North Carolina’s Mountain Treasures
Help Protect the Vulnerable Wildlands of the Nantahala and Pisgah National Forests

Bald Mountains

Bald Mountains

Approximate Size: 11,599 acres

Roadless Acreage: 10,971 acres on the Pisgah National Forest (adjoining 12,017 acres on the Cherokee National Forest)
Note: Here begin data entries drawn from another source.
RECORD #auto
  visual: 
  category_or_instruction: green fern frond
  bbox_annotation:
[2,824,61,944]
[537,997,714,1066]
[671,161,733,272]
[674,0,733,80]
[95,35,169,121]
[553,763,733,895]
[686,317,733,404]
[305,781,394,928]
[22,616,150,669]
Old Growth Acreage: 1,323 acres

Location: Madison County, North Carolina, 12 miles northeast of Hot Springs; Pisgah National Forest, French Broad Ranger Station

USGS Topographic Maps: Greystone, Flag Pond, White Rock, Davy Crockett Lake, Hot Springs

This area lies on both sides of the ridge that forms the North Carolina–Tennessee state line. The acreage in both states adds up to make this the largest Mountain Treasure in the two states, and the largest potential wilderness on National Forest lands between the Great Smoky Mountains and the Shenandoah National Parks.

Years ago the flat ridge crest was cleared to provide summer pasture for cattle. Settlers gave these places such colorful names as Ballground. Outlines of the pastures are still identifiable in some places.

Eastern Bison once lived throughout the Appalachians. They were prized by the Cherokees who used the meat, hides and hair. Like in the West, the bison were slaughtered and wasted. Photo by Lamar Marshall.

There were skirmishes here and in the adjacent valleys during the Civil War, and gravesites of those who lost their lives are still visible.

Rock outcrops give expansive views, particularly near Camp Creek Bald and at Big Butt. The hemlock boulderfield between Whiterock and Baxter Cliffs, though declining due to hemlock wooly adelgid, is one of the most spectacular in the region; peregrine falcons nest on the cliffs above.

The Appalachian Trail (AT) follows the ridge crest for over 15 miles, with three shelters along the route. Several side trails provide access to the AT from both North Carolina and Tennessee. One of the most unusual is the trail from Green Ridge Knob down Dry Creek. The eponymous Dry Creek runs underground for long distances.